Walking on tiptoes, going up and down stairs, crawling, kneeling, roller coasters

Interoception:

            Your body feels things inside. This comes with observation and noticing different sensations. Everyone experiences hunger, nausea, dizziness, needing to use the bathroom, or the sensation of having a full bladder. These sensations are inside our bodies. Try to notice and observe what you feel inside your body, such as thirst, feeling hot or cold, pain, tickles, numbing, and tingling.

Proprioception: 

            Your body will move its intense focus off of a strong emotion if you try to soothe yourself with weighted blankets, placing a heavy object in your lap, or doing push-ups against the wall. Proprioception is knowing where your body is in space. Examples include pushing, pulling, lifting heavy weights, weighted blankets, massage, and stretches.

 

Soothing Sensations

Repeat self-kindness statements:

I am a wonderful person.

I deserve love and friendship.

I am bigger than my troubles.

I can do this.

 

Imagine calm scenes in your mind. Do a collage about your calm scene.

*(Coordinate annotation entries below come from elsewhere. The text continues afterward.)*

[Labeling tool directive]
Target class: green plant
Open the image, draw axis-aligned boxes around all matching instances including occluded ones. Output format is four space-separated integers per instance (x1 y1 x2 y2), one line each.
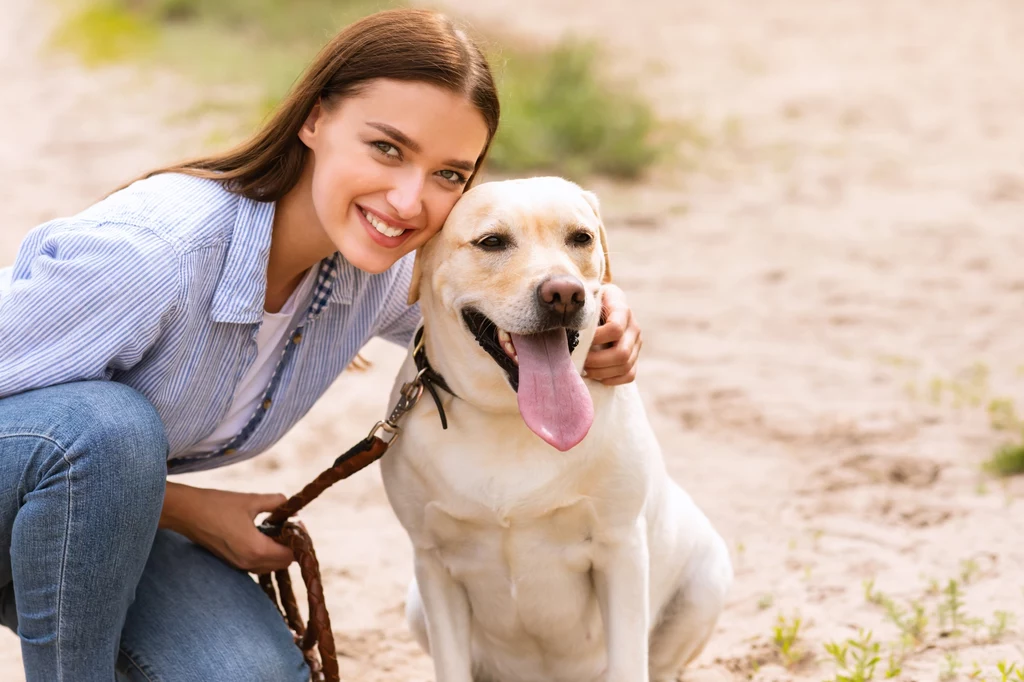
56 0 675 178
824 630 880 682
995 660 1024 682
983 442 1024 476
772 613 806 668
938 579 967 636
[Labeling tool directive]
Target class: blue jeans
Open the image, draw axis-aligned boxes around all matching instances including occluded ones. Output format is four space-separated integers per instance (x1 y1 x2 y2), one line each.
0 381 309 682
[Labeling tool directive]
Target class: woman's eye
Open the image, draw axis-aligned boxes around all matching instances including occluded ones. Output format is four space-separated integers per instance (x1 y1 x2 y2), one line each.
476 235 508 251
373 141 401 159
438 169 466 184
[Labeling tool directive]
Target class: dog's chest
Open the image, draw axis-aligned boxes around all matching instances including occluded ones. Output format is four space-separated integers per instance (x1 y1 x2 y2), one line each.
423 498 598 587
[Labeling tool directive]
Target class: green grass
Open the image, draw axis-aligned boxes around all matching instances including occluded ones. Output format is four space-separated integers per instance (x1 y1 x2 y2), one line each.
985 442 1024 476
55 0 671 179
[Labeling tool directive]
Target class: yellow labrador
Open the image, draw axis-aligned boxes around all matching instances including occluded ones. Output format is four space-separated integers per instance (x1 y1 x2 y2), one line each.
382 178 732 682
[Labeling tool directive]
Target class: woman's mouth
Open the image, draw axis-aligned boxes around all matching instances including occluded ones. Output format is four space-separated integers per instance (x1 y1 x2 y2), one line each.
355 206 415 248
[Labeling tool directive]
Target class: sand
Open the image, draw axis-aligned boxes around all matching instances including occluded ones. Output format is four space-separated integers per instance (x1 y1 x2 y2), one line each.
0 0 1024 682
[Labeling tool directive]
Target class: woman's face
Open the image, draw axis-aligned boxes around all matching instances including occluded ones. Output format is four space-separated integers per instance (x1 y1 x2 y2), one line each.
299 79 487 272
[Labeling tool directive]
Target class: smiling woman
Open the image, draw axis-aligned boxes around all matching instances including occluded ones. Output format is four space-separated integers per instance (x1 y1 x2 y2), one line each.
0 10 640 682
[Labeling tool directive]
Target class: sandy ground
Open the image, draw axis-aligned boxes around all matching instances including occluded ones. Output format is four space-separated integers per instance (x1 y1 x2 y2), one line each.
0 0 1024 682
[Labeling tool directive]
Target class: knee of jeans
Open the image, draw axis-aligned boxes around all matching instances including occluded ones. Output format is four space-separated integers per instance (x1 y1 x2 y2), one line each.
54 381 168 500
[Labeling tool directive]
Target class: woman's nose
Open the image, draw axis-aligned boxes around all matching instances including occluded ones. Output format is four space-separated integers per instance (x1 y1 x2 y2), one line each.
387 172 423 220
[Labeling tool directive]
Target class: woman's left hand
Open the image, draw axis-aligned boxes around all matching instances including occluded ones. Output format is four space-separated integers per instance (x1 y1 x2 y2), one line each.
583 284 643 386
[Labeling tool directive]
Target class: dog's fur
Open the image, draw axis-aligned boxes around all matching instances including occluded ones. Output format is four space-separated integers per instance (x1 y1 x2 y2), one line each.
382 178 732 682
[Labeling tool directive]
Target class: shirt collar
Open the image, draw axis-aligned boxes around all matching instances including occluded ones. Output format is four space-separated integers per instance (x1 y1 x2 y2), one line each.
210 192 356 325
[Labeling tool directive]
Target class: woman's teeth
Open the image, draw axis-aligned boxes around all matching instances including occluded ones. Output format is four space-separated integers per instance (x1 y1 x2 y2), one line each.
498 329 519 366
359 209 406 237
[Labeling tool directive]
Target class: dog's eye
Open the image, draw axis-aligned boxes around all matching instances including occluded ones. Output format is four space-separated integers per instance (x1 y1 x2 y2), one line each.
476 235 509 251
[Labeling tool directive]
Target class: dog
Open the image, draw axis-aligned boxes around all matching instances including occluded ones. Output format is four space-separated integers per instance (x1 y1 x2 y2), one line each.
381 177 732 682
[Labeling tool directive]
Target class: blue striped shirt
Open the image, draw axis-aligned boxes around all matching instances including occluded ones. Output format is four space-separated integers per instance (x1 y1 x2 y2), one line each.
0 174 420 473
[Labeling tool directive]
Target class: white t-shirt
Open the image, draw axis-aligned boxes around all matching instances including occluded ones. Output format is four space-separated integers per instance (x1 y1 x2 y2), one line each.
184 267 317 455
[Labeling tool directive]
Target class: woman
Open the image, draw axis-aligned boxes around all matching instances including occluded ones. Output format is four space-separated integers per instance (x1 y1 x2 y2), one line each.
0 10 640 682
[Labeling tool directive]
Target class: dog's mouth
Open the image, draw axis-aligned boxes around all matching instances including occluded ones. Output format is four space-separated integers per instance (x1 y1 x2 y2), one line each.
462 309 580 393
462 309 594 452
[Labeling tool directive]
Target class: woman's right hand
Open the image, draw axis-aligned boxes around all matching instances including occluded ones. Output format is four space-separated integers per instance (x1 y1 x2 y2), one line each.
160 481 295 573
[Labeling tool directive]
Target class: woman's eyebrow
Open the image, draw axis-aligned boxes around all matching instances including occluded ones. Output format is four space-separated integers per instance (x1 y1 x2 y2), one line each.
367 121 476 172
367 121 423 154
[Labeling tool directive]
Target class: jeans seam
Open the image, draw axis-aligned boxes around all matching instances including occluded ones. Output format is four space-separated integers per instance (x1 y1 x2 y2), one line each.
118 646 160 682
53 442 73 682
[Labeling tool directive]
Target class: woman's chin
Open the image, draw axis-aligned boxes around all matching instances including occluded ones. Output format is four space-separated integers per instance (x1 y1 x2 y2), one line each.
339 242 406 274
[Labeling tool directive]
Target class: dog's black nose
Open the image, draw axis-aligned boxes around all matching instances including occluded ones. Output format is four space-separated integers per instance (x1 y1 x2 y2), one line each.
537 274 587 315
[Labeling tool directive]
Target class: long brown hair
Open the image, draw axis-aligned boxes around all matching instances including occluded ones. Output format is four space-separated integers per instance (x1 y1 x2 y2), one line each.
145 9 500 202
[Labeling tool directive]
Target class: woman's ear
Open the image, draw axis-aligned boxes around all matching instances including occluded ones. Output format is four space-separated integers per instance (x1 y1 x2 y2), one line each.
583 189 611 284
299 101 324 147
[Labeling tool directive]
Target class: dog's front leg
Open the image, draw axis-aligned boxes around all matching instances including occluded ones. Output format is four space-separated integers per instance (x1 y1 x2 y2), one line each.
593 517 650 682
416 550 473 682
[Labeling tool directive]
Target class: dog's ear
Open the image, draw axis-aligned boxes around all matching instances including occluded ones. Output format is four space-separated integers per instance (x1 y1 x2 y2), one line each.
583 189 611 284
408 247 423 305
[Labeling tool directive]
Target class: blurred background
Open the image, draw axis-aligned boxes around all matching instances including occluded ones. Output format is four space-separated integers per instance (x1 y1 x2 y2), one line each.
0 0 1024 682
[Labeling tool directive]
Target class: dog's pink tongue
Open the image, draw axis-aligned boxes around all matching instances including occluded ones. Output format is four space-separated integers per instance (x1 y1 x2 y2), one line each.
512 329 594 452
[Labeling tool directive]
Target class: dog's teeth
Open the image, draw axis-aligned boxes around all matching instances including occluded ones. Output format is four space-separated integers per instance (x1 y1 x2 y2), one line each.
502 341 519 365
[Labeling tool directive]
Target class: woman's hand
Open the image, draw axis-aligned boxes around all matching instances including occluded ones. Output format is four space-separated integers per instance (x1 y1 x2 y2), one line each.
160 482 295 573
583 284 643 386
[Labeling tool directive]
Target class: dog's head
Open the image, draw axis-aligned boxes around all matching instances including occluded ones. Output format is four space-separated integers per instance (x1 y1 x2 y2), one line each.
410 177 611 451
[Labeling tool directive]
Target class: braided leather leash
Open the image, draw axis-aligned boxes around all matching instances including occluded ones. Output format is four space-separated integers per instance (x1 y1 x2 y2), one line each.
252 327 455 682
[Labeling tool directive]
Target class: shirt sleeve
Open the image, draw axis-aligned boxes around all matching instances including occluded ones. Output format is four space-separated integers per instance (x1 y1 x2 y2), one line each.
0 219 180 397
374 254 421 348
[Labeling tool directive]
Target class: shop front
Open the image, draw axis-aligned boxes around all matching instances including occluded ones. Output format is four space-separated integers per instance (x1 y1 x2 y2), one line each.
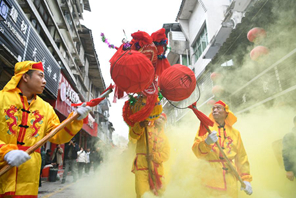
52 74 98 149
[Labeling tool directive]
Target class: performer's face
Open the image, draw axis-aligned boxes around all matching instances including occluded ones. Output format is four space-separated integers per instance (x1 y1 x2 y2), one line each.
212 104 228 121
24 70 46 94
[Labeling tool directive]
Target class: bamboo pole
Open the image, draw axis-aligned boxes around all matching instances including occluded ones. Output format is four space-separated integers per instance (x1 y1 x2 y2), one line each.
145 126 155 189
206 127 246 188
0 89 112 176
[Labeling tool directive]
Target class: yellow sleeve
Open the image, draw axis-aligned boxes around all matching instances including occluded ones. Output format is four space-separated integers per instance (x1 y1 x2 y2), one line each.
152 136 170 164
129 122 145 140
192 133 211 158
45 108 83 144
0 141 18 168
235 132 252 182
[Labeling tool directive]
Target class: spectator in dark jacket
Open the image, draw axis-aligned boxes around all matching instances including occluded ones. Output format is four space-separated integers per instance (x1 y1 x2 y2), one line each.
283 116 296 181
62 139 79 184
90 147 103 172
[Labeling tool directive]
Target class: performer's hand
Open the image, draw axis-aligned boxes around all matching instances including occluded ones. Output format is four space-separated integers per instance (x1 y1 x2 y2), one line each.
241 181 253 195
139 120 149 128
286 171 295 181
76 103 91 120
205 131 218 145
4 150 31 166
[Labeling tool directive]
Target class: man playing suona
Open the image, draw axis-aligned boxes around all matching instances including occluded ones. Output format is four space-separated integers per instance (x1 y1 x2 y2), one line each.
192 101 252 198
0 61 90 198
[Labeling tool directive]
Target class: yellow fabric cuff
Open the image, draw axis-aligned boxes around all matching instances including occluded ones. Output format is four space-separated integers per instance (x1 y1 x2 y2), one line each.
0 144 18 162
198 141 211 154
241 175 253 182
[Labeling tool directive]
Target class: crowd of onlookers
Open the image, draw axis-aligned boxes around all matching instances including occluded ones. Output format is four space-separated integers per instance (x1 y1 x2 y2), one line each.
39 139 103 186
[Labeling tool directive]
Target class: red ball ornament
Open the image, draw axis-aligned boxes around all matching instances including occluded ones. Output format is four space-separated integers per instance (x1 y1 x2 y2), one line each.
212 85 224 95
110 47 155 93
207 99 216 106
159 64 196 101
250 46 269 61
247 27 266 42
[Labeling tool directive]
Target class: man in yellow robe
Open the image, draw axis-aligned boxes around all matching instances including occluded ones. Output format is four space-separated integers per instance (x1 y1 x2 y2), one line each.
192 101 252 198
0 61 91 198
129 114 170 197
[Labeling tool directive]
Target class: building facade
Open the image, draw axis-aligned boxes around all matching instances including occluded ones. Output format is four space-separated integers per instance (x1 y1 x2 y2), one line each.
0 0 112 152
163 0 296 123
163 0 252 123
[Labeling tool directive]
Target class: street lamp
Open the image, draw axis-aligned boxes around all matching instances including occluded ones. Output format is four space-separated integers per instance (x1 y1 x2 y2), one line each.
0 0 11 21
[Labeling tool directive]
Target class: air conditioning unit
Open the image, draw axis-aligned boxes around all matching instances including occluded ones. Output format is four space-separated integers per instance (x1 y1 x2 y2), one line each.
233 0 252 12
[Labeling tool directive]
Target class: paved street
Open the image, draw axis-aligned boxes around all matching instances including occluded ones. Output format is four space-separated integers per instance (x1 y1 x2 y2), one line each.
38 174 89 198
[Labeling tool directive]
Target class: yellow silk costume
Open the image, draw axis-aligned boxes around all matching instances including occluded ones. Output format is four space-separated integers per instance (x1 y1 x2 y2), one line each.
0 61 83 198
129 123 170 197
192 103 252 198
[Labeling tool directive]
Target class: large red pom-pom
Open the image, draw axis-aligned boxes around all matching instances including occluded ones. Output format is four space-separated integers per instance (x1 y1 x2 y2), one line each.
110 47 155 93
159 64 196 101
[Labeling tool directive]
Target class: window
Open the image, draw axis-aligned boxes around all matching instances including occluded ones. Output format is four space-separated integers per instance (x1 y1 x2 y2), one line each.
192 25 208 62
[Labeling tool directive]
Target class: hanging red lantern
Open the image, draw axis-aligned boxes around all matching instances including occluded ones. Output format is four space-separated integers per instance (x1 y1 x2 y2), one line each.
250 46 269 61
247 27 266 42
110 46 155 93
212 85 224 95
159 64 196 101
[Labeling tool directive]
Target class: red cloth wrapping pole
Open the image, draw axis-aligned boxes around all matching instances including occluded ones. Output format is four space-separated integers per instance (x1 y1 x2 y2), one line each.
188 102 214 136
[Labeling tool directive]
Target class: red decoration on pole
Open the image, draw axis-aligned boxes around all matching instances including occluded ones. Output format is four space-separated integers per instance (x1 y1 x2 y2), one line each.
247 27 266 43
250 46 269 61
151 28 171 76
210 72 222 81
159 64 196 101
130 31 157 67
110 45 155 93
212 85 224 95
188 102 214 136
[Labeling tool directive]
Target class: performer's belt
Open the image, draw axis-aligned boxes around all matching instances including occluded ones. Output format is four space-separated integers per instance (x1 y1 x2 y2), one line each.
208 159 232 171
17 145 41 153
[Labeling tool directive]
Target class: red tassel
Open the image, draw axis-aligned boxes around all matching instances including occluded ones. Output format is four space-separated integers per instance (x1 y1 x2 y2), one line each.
188 102 214 136
128 91 158 122
149 173 158 196
155 58 171 76
152 161 162 190
122 100 135 127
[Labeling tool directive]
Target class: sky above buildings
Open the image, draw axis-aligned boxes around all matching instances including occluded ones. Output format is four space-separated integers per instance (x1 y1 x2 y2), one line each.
82 0 182 142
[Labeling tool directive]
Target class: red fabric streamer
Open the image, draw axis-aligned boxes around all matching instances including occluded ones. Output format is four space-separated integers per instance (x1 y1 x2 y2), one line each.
188 102 214 136
122 100 135 127
71 84 114 107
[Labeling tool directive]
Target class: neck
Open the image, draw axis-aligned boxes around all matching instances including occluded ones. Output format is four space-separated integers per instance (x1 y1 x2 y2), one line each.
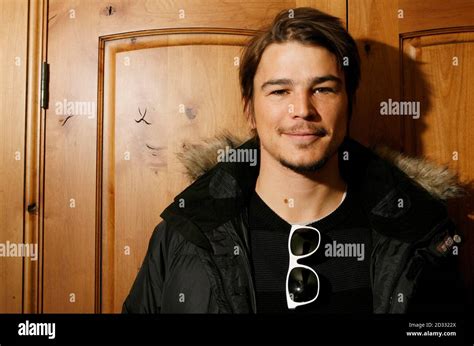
255 151 346 223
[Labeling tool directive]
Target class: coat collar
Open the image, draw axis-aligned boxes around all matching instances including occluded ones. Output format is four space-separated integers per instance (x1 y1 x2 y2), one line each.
161 134 461 248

Think of favorites: colors, animals, seasons, food, music, TV shows, and movies.

Sing or hum an inspirational song.

Look at photos of loved ones.

Take a warm bath, a hot shower, a cool shower, or a cold shower.

Listen to quiet music.

Use a weighted blanket, a shoulder wrap, a collar wrap, or a lap pad.

Use fidgets, clay, or puzzle toys.

Use low lighting or lava lamps.

Sit in a quiet room. Use a sound machine or phone app with different sounds to calm the environment.

Sit in a bean bag chair, a rocking chair, or a glider chair.